We live in a fast-paced world. Information bombards us at every turn. Femnista’s goal  is to get readers to read through and enjoy each article by presenting them with new and unique perspectives. These guidelines should help you hold their attention.

Bring “You” to the Article.

You have a unique perspective and voice. Bring yourself into everything you write. Why should you be the person to write about this topic? What do you have to say that they will hear nowhere else? What does it mean to you? Let your article sparkle with your passion for the topic. Let your enthusiasm (or disdain or frustration or any other emotion) shine.

Please do not just recount “what happens.” If the reader is familiar with the material, it brings nothing new they do not already know, and it spoils the plot for someone unfamiliar with it.

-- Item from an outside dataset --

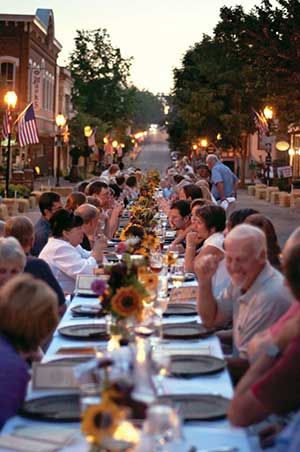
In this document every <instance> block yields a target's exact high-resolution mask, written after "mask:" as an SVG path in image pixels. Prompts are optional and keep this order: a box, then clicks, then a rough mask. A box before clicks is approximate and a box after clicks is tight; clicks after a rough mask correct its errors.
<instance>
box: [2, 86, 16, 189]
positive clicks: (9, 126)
mask: <svg viewBox="0 0 300 452" xmlns="http://www.w3.org/2000/svg"><path fill="white" fill-rule="evenodd" d="M17 101H18V96H17V95H16V93H15V92H14V91H7V93H6V94H5V96H4V102H5V103H6V105H7V112H6V118H7V159H6V175H5V193H6V196H7V197H8V196H9V194H8V191H9V176H10V143H11V131H12V114H11V110H13V109H14V108H15V106H16V105H17Z"/></svg>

Find a perspective to draw in people familiar with what you’re talking about and a way to hook people who have never heard of it. Don’t reveal the entire plot.

Keep it Simple & Straightforward.

Better to cover one angle well than six poorly. It is also much easier to be precise and have a clean-cut article if you focus on one major point. Remember you are writing for all ages, so use easily accessible language. And try not to be too vague or abstract. Explain yourself so the reader knows exactly what you mean or how you feel.

Grab Their Attention and End Well.

In an online article, you have one paragraph to grab someone’s attention. Focus on hooking them with it, either with your passion, the topic itself, or what they will learn beneath the cut. Keep it short. 800 words or less. Many people now read Femnista on their phones. Much longer than that, people skim-read.

You can often shorten your articles by letting them sit then reading them over with fresh eyes. Ask yourself what needs to be there, and what is “filler.” Ask yourself if you can express yourself in a simpler way. Simple and concise writing is hard, but often produces the best writing.

Article Polishing Tips:

Avoid past-tense. It adds unnecessary words. You can avoid “was” and “were” by re-framing sentences. (“So and so was born in 1873” vs. “Born in 1873, So and so…”)

Leave most of the adverbs at home. Look for stronger verbs. Only leave in adverbs that pack a punch.

Read your article aloud to find any awkward or unclear sentences.